Mark took her in his arms and held her close. Then he lowered his head and kissed her, his firm tongue pushing deep into her mouth. She sucked at it, even nipped at it with her teeth, until they could both taste blood.

It was one of those kisses from which she wished she never had to emerge; and she wouldn't let him go. She gripped the hair at the back of his neck, and tugged and twisted at the braid on his jacket. Her eyes were closed, because she wanted to concentrate all of the feelings he gave her inside of her head, in that private blackness where her passion lived. He tasted irresistible, and she fed from his lips as if she were eating a sweet and narcotic fruit. She wanted him so much she could have devoured him. His fingers touched her cheek, and then a ran chillingly and thrillingly down the side of her neck; and when at last he slid his hand into the frilly bodice of her dress and held her bare nipple against the sensitive palm, she shivered and murmured and said, "Mark..." in that strange clotted voice that sleep talkers use.

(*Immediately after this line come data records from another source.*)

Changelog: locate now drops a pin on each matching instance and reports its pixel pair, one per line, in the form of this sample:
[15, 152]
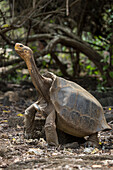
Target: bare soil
[16, 152]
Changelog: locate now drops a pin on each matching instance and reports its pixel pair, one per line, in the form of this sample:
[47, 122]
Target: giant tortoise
[65, 104]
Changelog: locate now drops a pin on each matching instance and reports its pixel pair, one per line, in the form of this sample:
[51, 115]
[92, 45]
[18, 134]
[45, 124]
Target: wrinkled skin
[65, 105]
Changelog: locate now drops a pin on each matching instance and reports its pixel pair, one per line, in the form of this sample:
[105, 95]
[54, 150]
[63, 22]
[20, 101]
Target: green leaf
[105, 67]
[5, 26]
[111, 74]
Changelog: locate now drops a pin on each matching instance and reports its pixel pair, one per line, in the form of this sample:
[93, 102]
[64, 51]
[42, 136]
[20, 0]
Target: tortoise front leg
[29, 121]
[30, 117]
[50, 129]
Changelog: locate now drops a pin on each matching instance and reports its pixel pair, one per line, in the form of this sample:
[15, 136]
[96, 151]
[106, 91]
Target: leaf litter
[16, 152]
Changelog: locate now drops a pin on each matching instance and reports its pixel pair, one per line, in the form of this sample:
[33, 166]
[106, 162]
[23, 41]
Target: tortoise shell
[78, 112]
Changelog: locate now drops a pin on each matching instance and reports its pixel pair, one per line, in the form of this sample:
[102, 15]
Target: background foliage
[72, 38]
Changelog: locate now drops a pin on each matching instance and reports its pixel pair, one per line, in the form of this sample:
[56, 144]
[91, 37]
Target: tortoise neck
[42, 84]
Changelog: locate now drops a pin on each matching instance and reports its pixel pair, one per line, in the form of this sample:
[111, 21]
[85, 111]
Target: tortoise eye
[21, 45]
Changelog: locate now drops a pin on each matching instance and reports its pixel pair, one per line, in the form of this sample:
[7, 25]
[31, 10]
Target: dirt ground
[16, 152]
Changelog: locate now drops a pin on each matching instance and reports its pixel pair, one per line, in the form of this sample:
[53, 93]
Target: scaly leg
[50, 129]
[93, 140]
[29, 121]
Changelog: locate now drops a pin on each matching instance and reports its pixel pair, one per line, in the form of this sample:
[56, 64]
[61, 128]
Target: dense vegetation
[72, 38]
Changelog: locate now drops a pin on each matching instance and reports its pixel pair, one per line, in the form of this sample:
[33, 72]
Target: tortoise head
[23, 51]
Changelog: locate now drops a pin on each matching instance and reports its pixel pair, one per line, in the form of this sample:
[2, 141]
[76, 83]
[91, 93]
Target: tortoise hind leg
[50, 129]
[93, 140]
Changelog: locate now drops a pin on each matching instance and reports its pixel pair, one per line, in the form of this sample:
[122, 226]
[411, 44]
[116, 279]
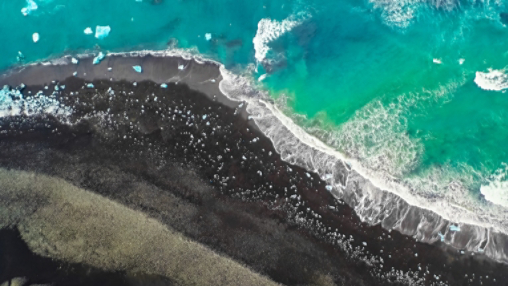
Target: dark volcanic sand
[223, 187]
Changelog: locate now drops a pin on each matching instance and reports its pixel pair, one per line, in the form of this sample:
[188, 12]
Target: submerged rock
[102, 32]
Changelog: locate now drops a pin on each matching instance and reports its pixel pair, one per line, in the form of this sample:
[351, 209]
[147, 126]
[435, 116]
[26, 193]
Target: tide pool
[390, 84]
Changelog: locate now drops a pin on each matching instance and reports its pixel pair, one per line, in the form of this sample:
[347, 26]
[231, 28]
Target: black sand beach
[190, 159]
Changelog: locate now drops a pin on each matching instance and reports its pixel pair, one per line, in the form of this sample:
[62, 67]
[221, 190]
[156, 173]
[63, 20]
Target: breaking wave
[269, 30]
[425, 208]
[363, 179]
[495, 80]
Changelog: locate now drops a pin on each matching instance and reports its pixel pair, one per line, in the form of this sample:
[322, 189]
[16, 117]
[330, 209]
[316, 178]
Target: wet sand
[213, 178]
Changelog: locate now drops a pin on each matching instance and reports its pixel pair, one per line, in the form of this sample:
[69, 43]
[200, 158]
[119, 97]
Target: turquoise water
[388, 83]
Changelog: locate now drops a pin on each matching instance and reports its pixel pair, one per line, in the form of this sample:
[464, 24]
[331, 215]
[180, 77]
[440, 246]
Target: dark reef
[196, 165]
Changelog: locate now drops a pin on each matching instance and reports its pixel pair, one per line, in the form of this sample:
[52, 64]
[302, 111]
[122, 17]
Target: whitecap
[496, 190]
[269, 30]
[495, 80]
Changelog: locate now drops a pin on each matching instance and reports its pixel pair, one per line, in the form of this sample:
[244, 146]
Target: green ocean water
[390, 83]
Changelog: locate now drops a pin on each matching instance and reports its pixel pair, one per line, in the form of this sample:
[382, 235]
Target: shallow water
[390, 84]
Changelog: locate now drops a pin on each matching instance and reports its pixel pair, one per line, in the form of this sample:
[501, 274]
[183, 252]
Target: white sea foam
[495, 80]
[13, 103]
[399, 14]
[496, 190]
[376, 196]
[269, 30]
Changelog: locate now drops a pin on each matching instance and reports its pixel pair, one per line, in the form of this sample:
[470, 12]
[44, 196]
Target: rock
[31, 6]
[102, 32]
[98, 58]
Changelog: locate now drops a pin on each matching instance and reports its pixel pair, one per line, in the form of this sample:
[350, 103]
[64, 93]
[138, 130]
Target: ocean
[411, 94]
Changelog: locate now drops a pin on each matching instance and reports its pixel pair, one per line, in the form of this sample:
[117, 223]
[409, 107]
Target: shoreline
[319, 203]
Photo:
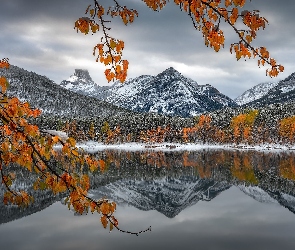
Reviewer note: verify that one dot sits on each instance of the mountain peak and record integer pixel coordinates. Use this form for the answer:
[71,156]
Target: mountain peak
[83,74]
[170,71]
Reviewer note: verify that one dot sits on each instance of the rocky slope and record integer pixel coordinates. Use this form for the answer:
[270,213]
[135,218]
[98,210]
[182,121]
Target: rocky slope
[168,93]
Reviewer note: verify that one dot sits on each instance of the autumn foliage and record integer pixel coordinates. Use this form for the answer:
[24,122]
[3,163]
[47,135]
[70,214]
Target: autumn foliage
[62,167]
[206,16]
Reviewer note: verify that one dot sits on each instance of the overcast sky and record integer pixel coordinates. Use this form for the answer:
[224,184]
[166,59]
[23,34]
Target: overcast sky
[38,36]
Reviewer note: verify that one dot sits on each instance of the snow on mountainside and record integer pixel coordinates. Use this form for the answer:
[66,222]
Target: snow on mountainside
[44,94]
[82,83]
[168,93]
[254,93]
[282,92]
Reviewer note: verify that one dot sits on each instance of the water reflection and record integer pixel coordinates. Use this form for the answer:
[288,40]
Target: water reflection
[204,199]
[170,182]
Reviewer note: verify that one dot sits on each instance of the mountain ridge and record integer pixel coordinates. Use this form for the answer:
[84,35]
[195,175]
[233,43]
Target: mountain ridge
[167,93]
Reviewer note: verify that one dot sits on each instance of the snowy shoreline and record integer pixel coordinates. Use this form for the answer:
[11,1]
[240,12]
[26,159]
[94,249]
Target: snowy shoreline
[92,147]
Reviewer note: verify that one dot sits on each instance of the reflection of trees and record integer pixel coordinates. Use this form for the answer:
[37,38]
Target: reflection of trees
[213,170]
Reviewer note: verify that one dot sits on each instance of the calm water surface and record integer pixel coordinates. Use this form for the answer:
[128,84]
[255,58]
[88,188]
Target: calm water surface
[192,200]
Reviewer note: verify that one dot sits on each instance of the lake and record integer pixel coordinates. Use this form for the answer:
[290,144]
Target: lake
[205,199]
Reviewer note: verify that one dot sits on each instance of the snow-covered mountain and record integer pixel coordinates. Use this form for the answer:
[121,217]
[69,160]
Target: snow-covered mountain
[52,99]
[82,83]
[168,93]
[282,92]
[254,93]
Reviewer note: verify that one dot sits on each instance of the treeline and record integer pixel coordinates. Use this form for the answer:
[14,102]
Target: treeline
[273,124]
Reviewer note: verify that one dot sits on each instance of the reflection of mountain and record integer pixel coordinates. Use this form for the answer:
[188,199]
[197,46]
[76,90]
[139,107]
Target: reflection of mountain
[267,196]
[169,195]
[170,182]
[42,199]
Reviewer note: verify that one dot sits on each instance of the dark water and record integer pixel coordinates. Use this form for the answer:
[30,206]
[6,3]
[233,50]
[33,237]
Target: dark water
[192,200]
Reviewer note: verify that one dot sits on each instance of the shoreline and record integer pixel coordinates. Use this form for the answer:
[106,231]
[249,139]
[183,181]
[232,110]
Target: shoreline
[93,147]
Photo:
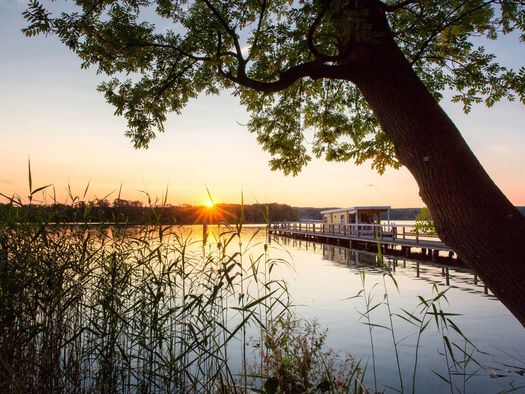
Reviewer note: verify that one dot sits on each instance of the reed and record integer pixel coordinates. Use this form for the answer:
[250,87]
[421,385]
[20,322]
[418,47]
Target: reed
[108,309]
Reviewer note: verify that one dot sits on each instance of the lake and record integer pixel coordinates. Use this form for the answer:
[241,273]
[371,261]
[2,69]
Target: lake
[125,309]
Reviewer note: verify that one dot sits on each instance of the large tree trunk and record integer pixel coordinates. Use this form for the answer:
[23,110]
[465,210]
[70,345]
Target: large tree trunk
[470,213]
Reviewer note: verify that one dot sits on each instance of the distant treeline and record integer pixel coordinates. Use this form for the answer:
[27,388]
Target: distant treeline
[136,212]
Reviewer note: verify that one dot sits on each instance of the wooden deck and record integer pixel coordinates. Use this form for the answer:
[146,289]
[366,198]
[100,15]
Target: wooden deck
[393,239]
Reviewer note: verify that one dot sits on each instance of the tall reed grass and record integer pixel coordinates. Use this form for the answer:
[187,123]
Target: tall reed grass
[113,309]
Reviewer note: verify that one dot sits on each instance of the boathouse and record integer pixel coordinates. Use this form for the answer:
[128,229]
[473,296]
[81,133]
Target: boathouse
[355,215]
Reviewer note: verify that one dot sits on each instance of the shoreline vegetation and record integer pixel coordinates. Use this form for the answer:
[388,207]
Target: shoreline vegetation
[129,212]
[148,309]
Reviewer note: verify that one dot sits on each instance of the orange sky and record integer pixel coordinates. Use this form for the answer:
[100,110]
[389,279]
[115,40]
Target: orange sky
[50,111]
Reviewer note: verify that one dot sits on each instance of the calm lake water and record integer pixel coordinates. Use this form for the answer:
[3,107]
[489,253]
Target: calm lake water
[324,280]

For one second, her hand brushed against the swelling in his white britches, but then she knew she had to turn away and take a deep breath to control herself, because she could feel the breeze-cooled moisture in the silk between her warm thighs, and this time she knew how important it was to resist. There were too many other considerations. Too much business. Too many complications. To become Mark's mistress tonight would be to jeopardise everything that her father's death had given her.

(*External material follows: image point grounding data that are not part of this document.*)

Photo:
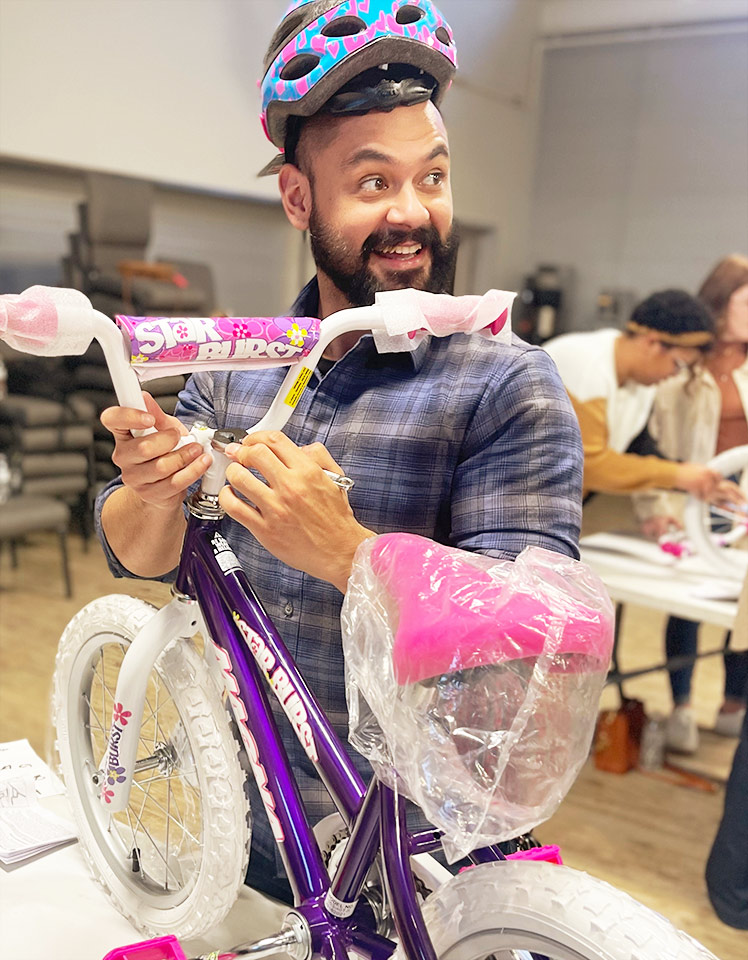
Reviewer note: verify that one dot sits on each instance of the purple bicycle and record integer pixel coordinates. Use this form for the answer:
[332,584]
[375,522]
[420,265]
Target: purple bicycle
[161,713]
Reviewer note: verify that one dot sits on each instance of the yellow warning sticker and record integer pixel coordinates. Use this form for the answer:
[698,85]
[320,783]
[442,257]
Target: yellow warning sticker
[299,385]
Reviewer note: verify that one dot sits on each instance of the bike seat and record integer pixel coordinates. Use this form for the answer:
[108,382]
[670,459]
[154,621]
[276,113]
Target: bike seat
[452,615]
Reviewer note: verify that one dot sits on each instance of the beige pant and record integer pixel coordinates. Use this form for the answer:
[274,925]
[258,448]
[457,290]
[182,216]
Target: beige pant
[739,639]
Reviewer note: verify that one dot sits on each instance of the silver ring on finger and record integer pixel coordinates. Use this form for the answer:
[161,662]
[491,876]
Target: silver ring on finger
[340,480]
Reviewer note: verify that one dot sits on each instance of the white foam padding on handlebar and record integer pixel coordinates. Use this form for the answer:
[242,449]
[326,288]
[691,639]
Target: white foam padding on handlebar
[409,315]
[47,321]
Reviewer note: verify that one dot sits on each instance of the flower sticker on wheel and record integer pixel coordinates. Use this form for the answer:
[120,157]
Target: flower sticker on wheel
[296,335]
[121,715]
[115,775]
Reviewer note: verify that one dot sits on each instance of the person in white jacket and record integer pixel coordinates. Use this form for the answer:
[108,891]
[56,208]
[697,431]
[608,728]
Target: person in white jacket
[611,377]
[696,416]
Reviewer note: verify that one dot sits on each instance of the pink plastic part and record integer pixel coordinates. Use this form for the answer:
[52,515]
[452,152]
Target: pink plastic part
[452,615]
[47,321]
[162,948]
[28,320]
[409,310]
[551,853]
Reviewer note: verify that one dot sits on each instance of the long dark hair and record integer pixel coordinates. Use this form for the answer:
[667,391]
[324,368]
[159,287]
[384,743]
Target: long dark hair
[725,278]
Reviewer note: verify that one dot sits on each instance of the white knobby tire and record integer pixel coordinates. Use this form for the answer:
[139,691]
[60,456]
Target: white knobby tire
[560,913]
[698,519]
[187,820]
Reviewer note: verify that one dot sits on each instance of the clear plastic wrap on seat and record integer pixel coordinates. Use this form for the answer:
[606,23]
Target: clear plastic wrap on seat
[473,683]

Mark said, "What's wrong?"

"Nothing," she told him. "Everything's exactly right."

He leaned his elbows on the rail. "You said you were a little bit frightened of me. I hope you're not a little bit frightened of yourself as well."

"Isn't everybody?"

"I don't know. Maybe so. The only thing that frightens me is the prospect of growing old."

Catriona picked up her glass of champagne. It was very dry, and very cold. The best champagne, one of Nigel's lounge-lizard friends had told her, should taste like the dust from an Egyptian's mummy's bandages.

"Growing old doesn't matter so much when you're rich," she said.

"On the contrary," said Mark. "I think it's far better to grow old when you're poor. Can you imagine the frustration of having millions and millions of dollars, and knowing that all of those millions can do nothing at all to hold back time and make you young again."

"You're being very morbid."

"Not really. I guess I'm just upset."

"Because of me?" asked Catriona.

"A little. I love you, but you seem to be keeping yourself aloof."

Catriona smiled at him. "I love you, too. I think you're the berries, if you must know. But there's all this business going on. You're trying to buy the Arcadia, and George Welterman's trying to buy us up completely, and I just need a little time to think."